Closed alexandreLamarre closed 2 years ago
After fixing the cortex query syntax and unmarshalling for the SLO Status API, there is no HTTP response/latency data to measure for the prometheus server (because cortex uses remotewrite).
Doesn't seem like a metric definition issue, so I am doing some local testing to see if I can add some configuration scrape targets for a dummy application that will export HTTP response/latency data.
I added the uuid of the SLO objects as a prometheus label to all the generated recording, metadata & alerting rules, so we can better aggregate them individually & unify the way we track IDs for SLOs.
However cortex returns 0 data for all queries made against the recording rules, so I'm gonna have to spend a day/afternoon in the debugger, debugging cortex itself. (Since the recording rules show as loaded & active in the cortex ruler & the metrics exist but the result is somehow 0???)
Looks like SLO status returning no data was a "bug" of the test environment & narrowed down my user story
Since SLO Status API seemed to be working fine in the kubernetes e2e setting, I've started working on e2e tests for SLOs
e2e Blocked by agents not being able to be bootstrapped :
error during bootstrap: auth request failed: rpc error: code = Unavailable desc = capability "metrics" cannot be installed: rpc error: code = Unavailable desc = connection error: desc = "transport: error while dialing: dial unix /tmp/plugin1214421444: connect: connection refused"[
Edit : Joe found the issue and is working on a fix.

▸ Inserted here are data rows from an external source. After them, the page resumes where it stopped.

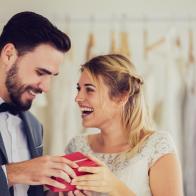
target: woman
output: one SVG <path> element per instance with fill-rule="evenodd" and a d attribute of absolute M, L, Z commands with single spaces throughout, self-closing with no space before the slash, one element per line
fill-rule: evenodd
<path fill-rule="evenodd" d="M 83 126 L 100 133 L 75 137 L 66 153 L 91 154 L 99 166 L 79 168 L 92 174 L 72 184 L 87 192 L 68 195 L 183 195 L 175 146 L 167 133 L 148 126 L 142 84 L 122 55 L 98 56 L 82 65 L 76 102 Z"/>

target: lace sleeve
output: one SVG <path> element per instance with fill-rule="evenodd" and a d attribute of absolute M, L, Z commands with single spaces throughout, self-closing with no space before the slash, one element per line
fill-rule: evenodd
<path fill-rule="evenodd" d="M 150 167 L 162 156 L 169 153 L 176 153 L 176 147 L 171 136 L 166 132 L 156 133 L 149 142 L 151 147 Z"/>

Restarting the manager pod should fix it on my cluster
Upon further debugging in the test environment, there are two possibilities :
If a cluster gets disconnected, SLO still query the cluster, because LoadRules
isn't causing an error in the SLO create API.
There are two things going wrong:
POST
api call for /api/v1/rules/{namespace} returns a 404 page not found
)Fixed application of recording rules in opni kubernetes deployments
Service discovery backend is completely busted
prometheus agent scrapers are totally busted and keep timeing out
Blocked on waitctx. testenv context, prometheus agent scraper timeout, cortex metadata api, cortex recording rule empty vector, as opposed to result from the raw recording rule query.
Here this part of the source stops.